How to get the Power of some Integer in Swift language?
I'm learning swift recently, but I have a basic problem that can't find an answer
I want to get something like
var a:Int = 3
var b:Int = 3
println( pow(a,b) ) // 27
but the pow function can work with double number only, it doesn't work with integer, and I can't even cast the int to double by something like Double(a) or a.double()...
Why it doesn't supply the power of integer? it will definitely return an integer without ambiguity ! and Why I can't cast a integer to a double? it just change 3 to 3.0 (or 3.00000... whatever)
if I got two integer and I want to do the power operation, how can I do it smoothly?
Thanks!
Solution 1:
If you like, you could declare an infix
operator
to do it.
// Put this at file level anywhere in your project
infix operator ^^ { associativity left precedence 160 }
func ^^ (radix: Int, power: Int) -> Int {
return Int(pow(Double(radix), Double(power)))
}
// ...
// Then you can do this...
let i = 2 ^^ 3
// ... or
println("2³ = \(2 ^^ 3)") // Prints 2³ = 8
I used two carets so you can still use the XOR operator.
Update for Swift 3
In Swift 3 the "magic number" precedence
is replaced by precedencegroups
:
precedencegroup PowerPrecedence { higherThan: MultiplicationPrecedence }
infix operator ^^ : PowerPrecedence
func ^^ (radix: Int, power: Int) -> Int {
return Int(pow(Double(radix), Double(power)))
}
// ...
// Then you can do this...
let i2 = 2 ^^ 3
// ... or
print("2³ = \(2 ^^ 3)") // Prints 2³ = 8
Solution 2:
Other than that your variable declarations have syntax errors, this works exactly how you expected it to. All you have to do is cast a
and b
to Double and pass the values to pow
. Then, if you're working with 2 Ints and you want an Int back on the other side of the operation, just cast back to Int.
import Darwin
let a: Int = 3
let b: Int = 3
let x: Int = Int(pow(Double(a),Double(b)))
Solution 3:
Sometimes, casting an Int
to a Double
is not a viable solution. At some magnitudes there is a loss of precision in this conversion. For example, the following code does not return what you might intuitively expect.

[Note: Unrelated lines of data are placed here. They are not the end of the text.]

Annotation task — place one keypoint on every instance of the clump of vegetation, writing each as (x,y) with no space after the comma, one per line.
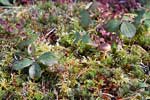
(74,50)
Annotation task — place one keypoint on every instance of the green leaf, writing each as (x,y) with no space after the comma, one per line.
(48,59)
(27,42)
(113,25)
(5,2)
(128,29)
(35,71)
(18,65)
(85,18)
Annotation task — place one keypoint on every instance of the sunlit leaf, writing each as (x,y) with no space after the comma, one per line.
(35,71)
(128,29)
(48,59)
(18,65)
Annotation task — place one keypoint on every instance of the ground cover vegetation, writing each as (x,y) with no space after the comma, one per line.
(74,50)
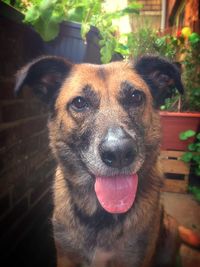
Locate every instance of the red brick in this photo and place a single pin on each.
(4, 203)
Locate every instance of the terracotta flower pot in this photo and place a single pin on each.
(172, 124)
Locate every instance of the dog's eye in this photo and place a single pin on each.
(137, 98)
(79, 103)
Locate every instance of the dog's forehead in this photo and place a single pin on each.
(103, 79)
(109, 74)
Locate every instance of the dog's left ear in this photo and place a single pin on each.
(44, 76)
(161, 76)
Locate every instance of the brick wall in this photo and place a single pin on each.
(26, 164)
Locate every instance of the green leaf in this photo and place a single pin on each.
(48, 31)
(187, 157)
(198, 136)
(192, 147)
(187, 134)
(32, 15)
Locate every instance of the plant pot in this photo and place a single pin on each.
(172, 124)
(69, 44)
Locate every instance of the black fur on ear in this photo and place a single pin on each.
(161, 76)
(44, 75)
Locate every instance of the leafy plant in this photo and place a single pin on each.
(193, 154)
(46, 15)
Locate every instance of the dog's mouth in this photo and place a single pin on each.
(116, 194)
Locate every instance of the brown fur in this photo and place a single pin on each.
(85, 233)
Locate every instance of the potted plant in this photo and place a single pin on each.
(182, 113)
(179, 113)
(192, 156)
(64, 25)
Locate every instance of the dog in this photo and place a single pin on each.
(104, 131)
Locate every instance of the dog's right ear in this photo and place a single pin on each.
(44, 75)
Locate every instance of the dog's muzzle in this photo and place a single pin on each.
(117, 149)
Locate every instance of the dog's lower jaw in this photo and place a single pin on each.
(119, 238)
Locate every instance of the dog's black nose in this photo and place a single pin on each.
(117, 148)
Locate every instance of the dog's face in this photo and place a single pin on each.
(103, 122)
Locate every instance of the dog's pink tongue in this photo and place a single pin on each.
(116, 194)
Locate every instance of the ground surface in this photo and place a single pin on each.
(187, 211)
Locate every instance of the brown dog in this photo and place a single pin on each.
(105, 134)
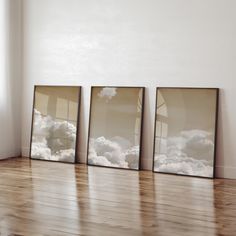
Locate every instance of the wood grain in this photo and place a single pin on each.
(44, 198)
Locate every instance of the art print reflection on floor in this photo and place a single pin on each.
(115, 127)
(54, 128)
(185, 131)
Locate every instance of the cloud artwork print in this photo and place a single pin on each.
(115, 127)
(54, 126)
(185, 131)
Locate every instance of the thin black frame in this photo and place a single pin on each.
(77, 124)
(215, 135)
(141, 127)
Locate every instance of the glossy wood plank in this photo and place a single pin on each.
(45, 198)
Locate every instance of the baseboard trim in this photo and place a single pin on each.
(226, 172)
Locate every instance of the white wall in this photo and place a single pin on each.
(10, 78)
(134, 43)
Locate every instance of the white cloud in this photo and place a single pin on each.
(53, 140)
(107, 93)
(110, 153)
(191, 153)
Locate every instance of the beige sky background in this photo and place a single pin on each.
(116, 112)
(186, 109)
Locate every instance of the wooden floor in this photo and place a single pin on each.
(44, 198)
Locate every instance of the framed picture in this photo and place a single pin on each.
(115, 127)
(55, 123)
(185, 131)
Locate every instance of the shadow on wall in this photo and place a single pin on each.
(10, 72)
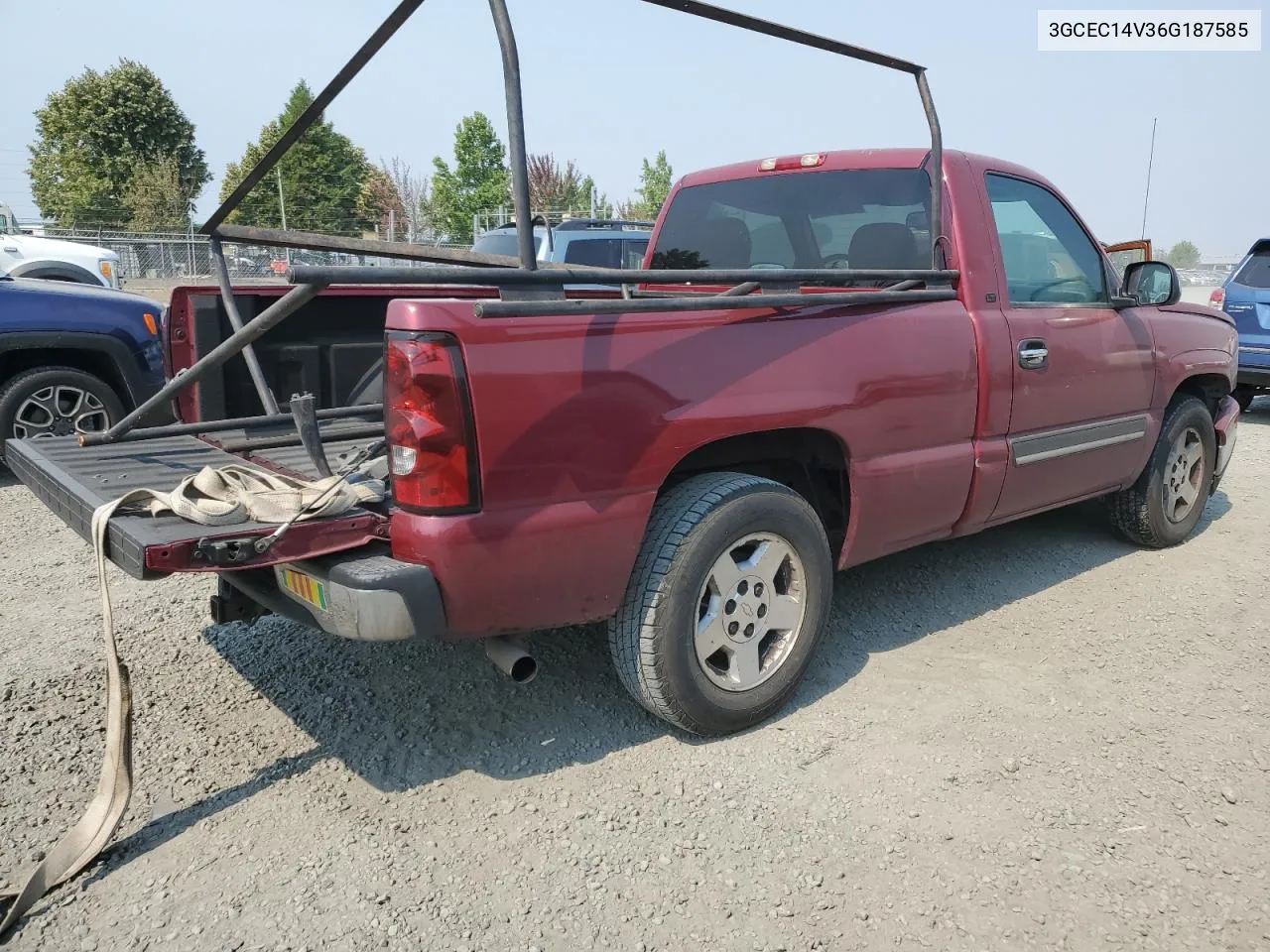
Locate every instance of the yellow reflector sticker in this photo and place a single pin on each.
(305, 588)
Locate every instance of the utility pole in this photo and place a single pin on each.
(282, 207)
(1151, 160)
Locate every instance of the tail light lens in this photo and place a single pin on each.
(429, 421)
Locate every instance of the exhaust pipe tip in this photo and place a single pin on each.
(512, 657)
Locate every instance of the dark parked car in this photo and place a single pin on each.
(1246, 298)
(73, 358)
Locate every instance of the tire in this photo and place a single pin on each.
(23, 395)
(1147, 512)
(731, 547)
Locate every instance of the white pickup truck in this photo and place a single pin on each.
(31, 257)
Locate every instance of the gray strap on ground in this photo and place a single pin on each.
(212, 498)
(94, 829)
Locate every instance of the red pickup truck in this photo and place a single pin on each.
(695, 479)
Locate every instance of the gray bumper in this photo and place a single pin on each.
(366, 597)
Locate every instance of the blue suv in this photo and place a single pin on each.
(1246, 298)
(73, 358)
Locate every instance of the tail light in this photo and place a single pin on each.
(429, 419)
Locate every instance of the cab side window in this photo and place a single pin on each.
(1048, 257)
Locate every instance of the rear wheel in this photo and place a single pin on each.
(1167, 502)
(56, 402)
(726, 603)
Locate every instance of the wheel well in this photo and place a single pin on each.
(99, 365)
(812, 462)
(1207, 388)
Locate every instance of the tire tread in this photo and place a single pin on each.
(633, 629)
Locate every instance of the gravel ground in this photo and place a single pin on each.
(1033, 738)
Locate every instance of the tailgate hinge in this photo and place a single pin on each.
(225, 551)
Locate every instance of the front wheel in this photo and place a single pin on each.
(1166, 503)
(728, 599)
(56, 402)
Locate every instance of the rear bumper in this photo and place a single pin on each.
(1225, 424)
(365, 595)
(1252, 376)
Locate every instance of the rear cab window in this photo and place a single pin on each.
(839, 218)
(1255, 272)
(604, 252)
(1048, 257)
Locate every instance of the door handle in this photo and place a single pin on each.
(1033, 354)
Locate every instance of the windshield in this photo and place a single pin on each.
(855, 218)
(503, 243)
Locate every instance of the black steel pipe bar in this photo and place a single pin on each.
(516, 132)
(253, 330)
(236, 422)
(795, 36)
(749, 302)
(314, 112)
(253, 366)
(556, 277)
(935, 171)
(781, 32)
(293, 439)
(272, 238)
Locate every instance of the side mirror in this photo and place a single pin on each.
(1152, 284)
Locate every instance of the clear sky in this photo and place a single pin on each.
(610, 81)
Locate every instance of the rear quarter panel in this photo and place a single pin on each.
(580, 420)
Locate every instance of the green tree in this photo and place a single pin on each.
(554, 186)
(380, 203)
(96, 134)
(603, 207)
(321, 176)
(1184, 254)
(477, 182)
(656, 180)
(157, 198)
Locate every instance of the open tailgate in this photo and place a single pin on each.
(73, 480)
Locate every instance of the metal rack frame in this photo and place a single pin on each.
(525, 287)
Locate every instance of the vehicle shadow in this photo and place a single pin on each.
(404, 715)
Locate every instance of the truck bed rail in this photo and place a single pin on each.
(526, 281)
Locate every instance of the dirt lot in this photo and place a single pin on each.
(1033, 738)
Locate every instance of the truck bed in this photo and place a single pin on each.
(73, 480)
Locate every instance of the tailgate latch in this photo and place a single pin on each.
(225, 551)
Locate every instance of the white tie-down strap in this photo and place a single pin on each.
(212, 497)
(231, 494)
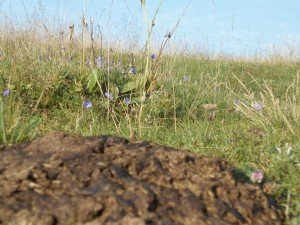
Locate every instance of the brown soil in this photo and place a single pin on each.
(61, 179)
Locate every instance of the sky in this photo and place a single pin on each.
(232, 27)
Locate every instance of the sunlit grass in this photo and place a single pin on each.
(245, 112)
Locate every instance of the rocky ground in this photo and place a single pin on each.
(61, 179)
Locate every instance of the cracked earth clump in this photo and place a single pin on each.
(60, 179)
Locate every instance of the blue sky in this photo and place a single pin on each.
(236, 27)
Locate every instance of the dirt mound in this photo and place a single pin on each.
(60, 179)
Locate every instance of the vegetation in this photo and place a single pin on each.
(247, 112)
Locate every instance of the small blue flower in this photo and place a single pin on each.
(127, 101)
(88, 62)
(6, 92)
(99, 62)
(87, 104)
(257, 176)
(132, 70)
(257, 106)
(186, 78)
(108, 95)
(236, 102)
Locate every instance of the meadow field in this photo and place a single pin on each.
(245, 111)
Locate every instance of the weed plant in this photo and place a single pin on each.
(245, 112)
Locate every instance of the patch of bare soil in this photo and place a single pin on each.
(61, 179)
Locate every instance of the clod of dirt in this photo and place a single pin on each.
(61, 179)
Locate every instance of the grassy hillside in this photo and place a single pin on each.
(245, 112)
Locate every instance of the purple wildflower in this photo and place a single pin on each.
(87, 104)
(257, 176)
(99, 62)
(186, 78)
(108, 95)
(257, 106)
(6, 92)
(132, 70)
(127, 101)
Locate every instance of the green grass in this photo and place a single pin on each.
(48, 86)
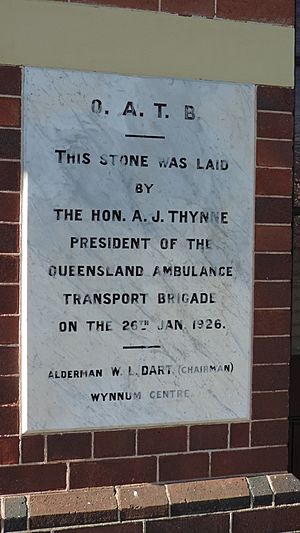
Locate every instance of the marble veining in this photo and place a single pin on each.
(137, 250)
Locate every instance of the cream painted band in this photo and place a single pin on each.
(72, 36)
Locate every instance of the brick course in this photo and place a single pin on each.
(173, 453)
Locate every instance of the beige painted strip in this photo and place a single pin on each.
(72, 36)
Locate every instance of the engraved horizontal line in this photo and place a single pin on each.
(144, 136)
(141, 347)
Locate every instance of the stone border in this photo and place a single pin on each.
(118, 505)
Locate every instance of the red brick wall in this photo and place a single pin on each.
(41, 462)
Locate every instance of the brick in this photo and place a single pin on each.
(286, 488)
(294, 391)
(178, 467)
(267, 11)
(113, 472)
(273, 181)
(210, 496)
(114, 443)
(273, 267)
(10, 80)
(275, 98)
(9, 450)
(218, 523)
(274, 520)
(114, 528)
(272, 294)
(269, 405)
(270, 377)
(15, 513)
(271, 350)
(273, 210)
(9, 207)
(274, 125)
(9, 269)
(10, 112)
(208, 437)
(270, 321)
(9, 176)
(33, 449)
(239, 435)
(9, 329)
(142, 501)
(274, 153)
(9, 299)
(9, 390)
(269, 432)
(9, 360)
(72, 508)
(69, 446)
(10, 144)
(32, 478)
(9, 237)
(9, 420)
(260, 490)
(161, 440)
(205, 8)
(251, 461)
(151, 5)
(273, 238)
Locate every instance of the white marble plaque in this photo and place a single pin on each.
(137, 250)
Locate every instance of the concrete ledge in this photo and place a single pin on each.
(158, 506)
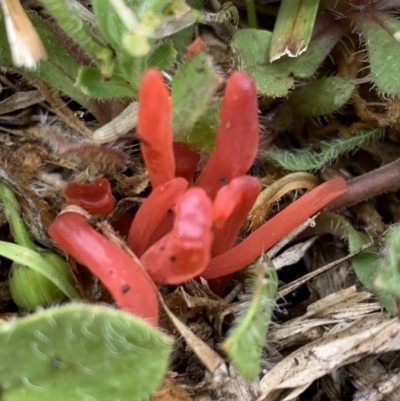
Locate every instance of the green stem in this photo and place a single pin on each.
(12, 212)
(251, 14)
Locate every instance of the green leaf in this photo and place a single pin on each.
(38, 263)
(92, 83)
(381, 34)
(388, 277)
(202, 136)
(321, 97)
(293, 28)
(366, 263)
(162, 57)
(73, 25)
(108, 22)
(60, 71)
(251, 49)
(81, 352)
(192, 89)
(316, 156)
(247, 340)
(325, 36)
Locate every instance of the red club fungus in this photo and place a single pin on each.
(275, 229)
(185, 251)
(154, 128)
(154, 214)
(178, 230)
(237, 137)
(129, 285)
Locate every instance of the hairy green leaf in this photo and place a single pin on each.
(81, 352)
(162, 57)
(318, 155)
(247, 340)
(192, 89)
(293, 28)
(92, 83)
(37, 262)
(366, 263)
(381, 34)
(388, 277)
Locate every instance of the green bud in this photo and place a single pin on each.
(30, 289)
(136, 45)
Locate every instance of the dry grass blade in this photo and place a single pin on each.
(118, 127)
(372, 334)
(288, 288)
(274, 192)
(209, 358)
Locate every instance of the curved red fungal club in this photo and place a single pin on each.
(232, 204)
(96, 197)
(149, 219)
(275, 229)
(154, 128)
(186, 161)
(124, 278)
(184, 252)
(237, 138)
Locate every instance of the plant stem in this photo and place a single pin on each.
(251, 14)
(11, 210)
(376, 182)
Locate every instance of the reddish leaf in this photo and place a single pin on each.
(154, 128)
(237, 138)
(275, 229)
(96, 197)
(147, 224)
(121, 275)
(183, 253)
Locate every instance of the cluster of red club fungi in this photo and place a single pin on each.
(183, 229)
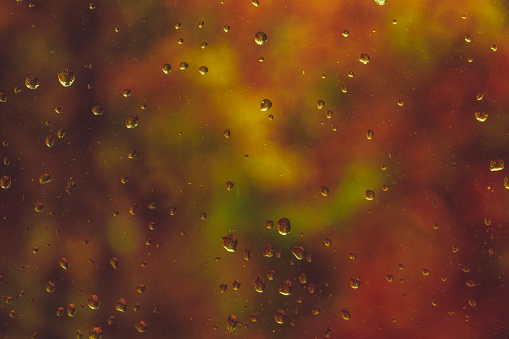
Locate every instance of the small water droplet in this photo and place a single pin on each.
(131, 121)
(230, 243)
(265, 105)
(66, 77)
(32, 82)
(369, 195)
(93, 302)
(283, 226)
(496, 164)
(260, 38)
(203, 70)
(364, 58)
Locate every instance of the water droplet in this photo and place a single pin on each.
(481, 116)
(166, 68)
(230, 243)
(299, 252)
(97, 110)
(285, 287)
(345, 314)
(283, 226)
(260, 38)
(71, 310)
(93, 302)
(71, 185)
(50, 287)
(64, 263)
(496, 164)
(203, 70)
(265, 105)
(231, 323)
(39, 207)
(32, 82)
(260, 285)
(355, 283)
(131, 121)
(269, 250)
(369, 195)
(325, 191)
(121, 305)
(50, 140)
(364, 58)
(141, 326)
(369, 134)
(5, 182)
(66, 77)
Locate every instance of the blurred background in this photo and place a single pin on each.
(378, 129)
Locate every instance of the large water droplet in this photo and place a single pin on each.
(66, 77)
(260, 38)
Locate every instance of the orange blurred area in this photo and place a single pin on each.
(152, 149)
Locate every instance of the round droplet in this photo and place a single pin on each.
(66, 77)
(203, 70)
(97, 110)
(369, 134)
(355, 283)
(260, 38)
(131, 121)
(260, 285)
(231, 323)
(230, 243)
(364, 58)
(481, 116)
(5, 182)
(121, 305)
(285, 287)
(283, 226)
(299, 252)
(141, 326)
(369, 195)
(64, 263)
(32, 82)
(93, 302)
(496, 164)
(166, 68)
(265, 105)
(325, 191)
(280, 316)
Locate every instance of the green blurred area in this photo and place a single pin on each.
(437, 207)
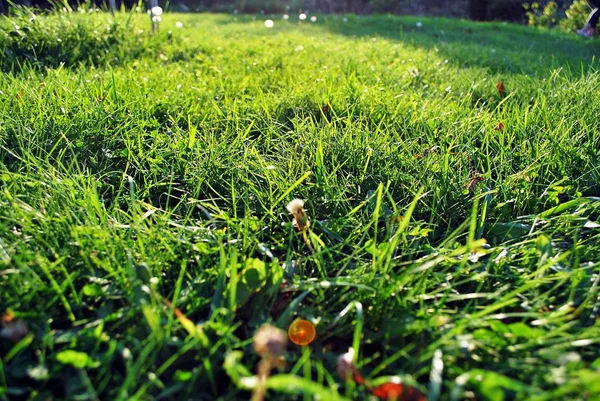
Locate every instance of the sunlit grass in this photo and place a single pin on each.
(144, 181)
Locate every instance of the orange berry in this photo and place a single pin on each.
(302, 332)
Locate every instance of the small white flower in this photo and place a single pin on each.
(296, 209)
(295, 206)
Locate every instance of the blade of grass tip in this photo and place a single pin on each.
(473, 224)
(2, 375)
(378, 202)
(217, 298)
(290, 189)
(391, 250)
(357, 329)
(306, 369)
(176, 293)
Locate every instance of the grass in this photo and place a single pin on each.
(142, 173)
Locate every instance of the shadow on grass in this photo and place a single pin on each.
(499, 47)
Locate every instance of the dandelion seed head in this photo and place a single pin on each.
(270, 342)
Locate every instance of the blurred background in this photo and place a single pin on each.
(541, 13)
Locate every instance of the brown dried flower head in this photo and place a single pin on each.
(296, 209)
(346, 369)
(270, 342)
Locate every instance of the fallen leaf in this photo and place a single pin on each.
(398, 392)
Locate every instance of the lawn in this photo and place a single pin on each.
(449, 172)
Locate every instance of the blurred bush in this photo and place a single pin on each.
(575, 15)
(66, 37)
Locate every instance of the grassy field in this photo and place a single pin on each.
(454, 238)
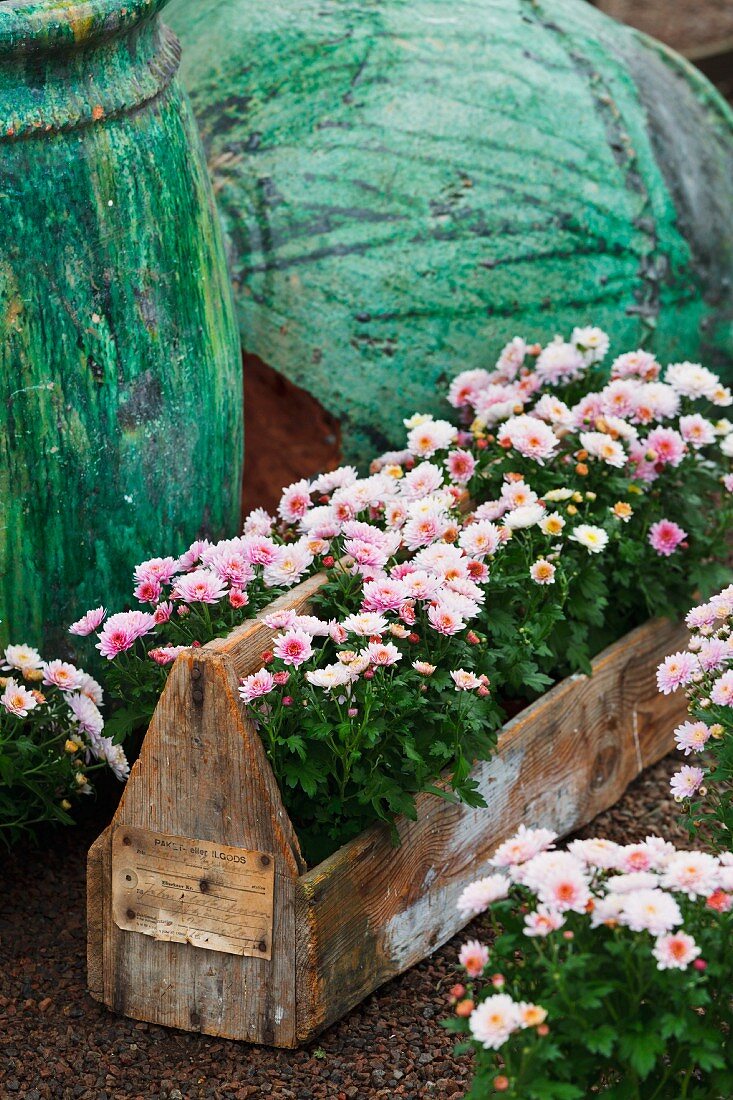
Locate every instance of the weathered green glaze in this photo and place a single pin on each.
(120, 377)
(407, 184)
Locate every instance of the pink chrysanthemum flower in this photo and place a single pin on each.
(634, 857)
(686, 782)
(636, 364)
(256, 685)
(523, 846)
(722, 692)
(363, 624)
(531, 437)
(559, 362)
(18, 700)
(466, 386)
(383, 653)
(473, 957)
(259, 521)
(156, 569)
(89, 688)
(695, 873)
(460, 465)
(23, 658)
(420, 482)
(691, 737)
(667, 444)
(511, 358)
(713, 653)
(86, 714)
(88, 623)
(295, 501)
(430, 436)
(543, 572)
(120, 631)
(675, 952)
(163, 612)
(494, 1020)
(384, 595)
(199, 586)
(595, 851)
(166, 655)
(517, 494)
(676, 671)
(480, 539)
(633, 881)
(293, 561)
(193, 554)
(479, 895)
(542, 922)
(565, 888)
(465, 681)
(294, 647)
(697, 430)
(665, 536)
(445, 619)
(62, 674)
(600, 446)
(652, 911)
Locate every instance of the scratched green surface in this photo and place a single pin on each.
(120, 378)
(407, 184)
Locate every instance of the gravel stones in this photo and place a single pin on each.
(58, 1044)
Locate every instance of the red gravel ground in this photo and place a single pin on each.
(58, 1044)
(685, 24)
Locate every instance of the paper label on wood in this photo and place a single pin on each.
(193, 891)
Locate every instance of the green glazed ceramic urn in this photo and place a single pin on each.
(120, 373)
(407, 184)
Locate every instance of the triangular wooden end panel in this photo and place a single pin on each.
(203, 774)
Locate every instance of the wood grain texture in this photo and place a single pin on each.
(371, 911)
(243, 647)
(203, 773)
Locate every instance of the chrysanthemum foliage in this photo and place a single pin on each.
(52, 739)
(703, 785)
(557, 505)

Double(Int.max - 1) < Double(Int.max) // false!
If you need precision at high magnitudes and don't need to worry about negative exponents — which can't be generally solved with integers anyway — then this implementation of the tail-recursive exponentiation-by-squaring algorithm is your best bet. According to this SO answer, this is "the standard method for doing modular exponentiation for huge numbers in asymmetric cryptography."
// using Swift 5.0
func pow<T: BinaryInteger>(_ base: T, _ power: T) -> T {
func expBySq(_ y: T, _ x: T, _ n: T) -> T {
precondition(n >= 0)
if n == 0 {
return y
} else if n == 1 {
return y * x
} else if n.isMultiple(of: 2) {
return expBySq(y, x * x, n / 2)
} else { // n is odd
return expBySq(y * x, x * x, (n - 1) / 2)
}
}
return expBySq(1, base, power)
}
Note: in this example I've used a generic T: BinaryInteger
. This is so you can use Int
or UInt
or any other integer-like type.
Solution 4:
If you really want an 'Int only' implementation and don't want to coerce to/from Double
, you'll need to implement it. Here is a trivial implementation; there are faster algorithms but this will work:
func pow (_ base:Int, _ power:UInt) -> Int {
var answer : Int = 1
for _ in 0..<power { answer *= base }
return answer
}
> pow (2, 4)
$R3: Int = 16
> pow (2, 8)
$R4: Int = 256
> pow (3,3)
$R5: Int = 27
In a real implementation you'd probably want some error checking.